# Secteur Expert Disc



## Srode (Aug 19, 2012)

Anyone have an Secteur Expert Disc yet? I've been reading some reviews and information online, none available locally yet. Curious if you have one what your thoughts are. I probably a 56 or 58 in frame size and want something with an aluminum frame so I can put it on my trainer in the Winter months to stay in shape for riding, and also using as a foul weather bike (hense the disc desire) and perhaps some packed gravel trails / roads


----------



## PJ352 (Dec 5, 2007)

Not trying to derail your thread, but given your intended purposes, I'm curious why you're looking at Secteur over a Tricross (or similar).


----------



## Srode (Aug 19, 2012)

That's a great question. I would prefer having Shimano group set over SRAM is the primary reason as it will be the same shifting pattern as my road bike. This is the only aluminum framed disc bike that looks like it can take 28mm tires easily I can find in the price range with a 105 set which seems to be a decent Shimano set that is around the 20lb mark. Vaya and Long Haul trucker Salsa were others I had considered but they look to be a bit heavier. This has the better caliper Hayes Calipers which from what I have read are better for modulation of braking as well. Reviews of some of the other disc bikes also indicate some issues with brake shuttering due to the forks being not quite beefy enough for the brakes. Other bikes you woulds suggest?


----------



## m34doors (Apr 7, 2012)

Srode said:


> That's a great question. I would prefer having Shimano group set over SRAM is the primary reason as it will be the same shifting pattern as my road bike. This is the only aluminum framed disc bike that looks like it can take 28mm tires easily I can find in the price range with a 105 set which seems to be a decent Shimano set that is around the 20lb mark. Vaya and Long Haul trucker Salsa were others I had considered but they look to be a bit heavier. This has the better caliper Hayes Calipers which from what I have read are better for modulation of braking as well. Reviews of some of the other disc bikes also indicate some issues with brake shuttering due to the forks being not quite beefy enough for the brakes. Other bikes you woulds suggest?
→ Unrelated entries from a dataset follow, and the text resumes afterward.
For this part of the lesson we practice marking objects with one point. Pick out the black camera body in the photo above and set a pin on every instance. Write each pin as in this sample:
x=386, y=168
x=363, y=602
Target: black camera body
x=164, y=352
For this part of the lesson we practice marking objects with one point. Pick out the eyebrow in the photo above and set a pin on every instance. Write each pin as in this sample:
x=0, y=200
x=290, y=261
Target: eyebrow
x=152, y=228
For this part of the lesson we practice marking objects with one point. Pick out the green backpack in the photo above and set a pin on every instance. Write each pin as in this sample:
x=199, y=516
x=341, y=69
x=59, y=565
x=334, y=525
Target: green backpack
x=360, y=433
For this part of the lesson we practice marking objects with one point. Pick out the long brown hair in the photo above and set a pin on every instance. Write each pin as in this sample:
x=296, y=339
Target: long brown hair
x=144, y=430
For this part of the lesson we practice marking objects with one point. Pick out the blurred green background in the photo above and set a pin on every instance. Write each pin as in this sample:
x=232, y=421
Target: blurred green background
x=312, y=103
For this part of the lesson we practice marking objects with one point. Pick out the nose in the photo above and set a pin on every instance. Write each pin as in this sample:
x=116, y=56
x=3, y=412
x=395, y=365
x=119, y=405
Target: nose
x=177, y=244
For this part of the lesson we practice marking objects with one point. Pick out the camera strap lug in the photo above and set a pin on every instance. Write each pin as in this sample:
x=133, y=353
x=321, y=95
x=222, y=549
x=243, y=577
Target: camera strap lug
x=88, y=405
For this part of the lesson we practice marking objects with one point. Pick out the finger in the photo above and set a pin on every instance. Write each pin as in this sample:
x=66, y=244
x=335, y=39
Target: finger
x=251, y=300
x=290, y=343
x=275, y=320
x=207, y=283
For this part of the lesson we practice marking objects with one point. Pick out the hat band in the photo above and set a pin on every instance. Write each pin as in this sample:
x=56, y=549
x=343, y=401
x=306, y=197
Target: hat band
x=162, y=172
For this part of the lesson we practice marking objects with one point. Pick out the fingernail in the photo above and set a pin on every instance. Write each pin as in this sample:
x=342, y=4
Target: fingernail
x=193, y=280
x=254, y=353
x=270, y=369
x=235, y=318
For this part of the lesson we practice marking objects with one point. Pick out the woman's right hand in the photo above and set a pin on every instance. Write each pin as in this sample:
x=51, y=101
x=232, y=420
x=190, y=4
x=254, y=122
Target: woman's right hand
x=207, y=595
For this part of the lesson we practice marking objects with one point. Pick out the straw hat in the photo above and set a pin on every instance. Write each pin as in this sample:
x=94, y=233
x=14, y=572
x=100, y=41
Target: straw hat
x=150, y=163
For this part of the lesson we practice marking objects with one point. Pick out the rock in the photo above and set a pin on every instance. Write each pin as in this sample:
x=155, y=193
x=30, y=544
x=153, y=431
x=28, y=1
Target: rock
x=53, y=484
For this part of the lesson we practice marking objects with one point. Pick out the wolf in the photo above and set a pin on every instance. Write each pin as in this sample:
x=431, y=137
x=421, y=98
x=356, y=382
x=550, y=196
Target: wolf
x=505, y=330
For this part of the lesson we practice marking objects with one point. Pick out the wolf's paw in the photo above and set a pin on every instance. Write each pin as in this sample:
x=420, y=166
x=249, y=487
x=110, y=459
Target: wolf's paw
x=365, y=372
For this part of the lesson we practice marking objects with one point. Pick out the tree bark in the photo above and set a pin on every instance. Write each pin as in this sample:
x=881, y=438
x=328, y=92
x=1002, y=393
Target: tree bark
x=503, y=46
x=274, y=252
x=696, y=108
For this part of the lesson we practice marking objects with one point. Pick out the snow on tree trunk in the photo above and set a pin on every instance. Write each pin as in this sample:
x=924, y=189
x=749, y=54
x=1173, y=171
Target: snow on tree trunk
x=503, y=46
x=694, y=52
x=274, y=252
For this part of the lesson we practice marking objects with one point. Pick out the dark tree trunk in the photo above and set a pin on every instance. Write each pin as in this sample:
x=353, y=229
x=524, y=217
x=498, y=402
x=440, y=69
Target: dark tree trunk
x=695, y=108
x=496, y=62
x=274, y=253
Hi Srode , I have been searching on Secteur Expert Disc and your post came up. What did you buy? I saw that your signature has the Cannondale Synapse Disc 3 Ultegra, is that what you went with? I also interested in Synapse Disc 3 but it doesn't have the seatstay eyelets so I can't mount the rack for childseat or bags.


----------



## NJBiker72 (Jul 9, 2011)

PJ352 said:


> Not trying to derail your thread, but given your intended purposes, I'm curious why you're looking at Secteur over a Tricross (or similar).


The Secteur is great for gravel/dirt roads IMO. I don't have the disc version but the regular with 28s works fine.


----------



## Srode (Aug 19, 2012)

Yes, I bought the Synapse Disc 3. It's a nice endurance bike and my rain bike when i need it. There are mounts at the dropouts for fenders, not sure what you need for a child seat or bags though. There's also a mount at the crossover between the seat stays


----------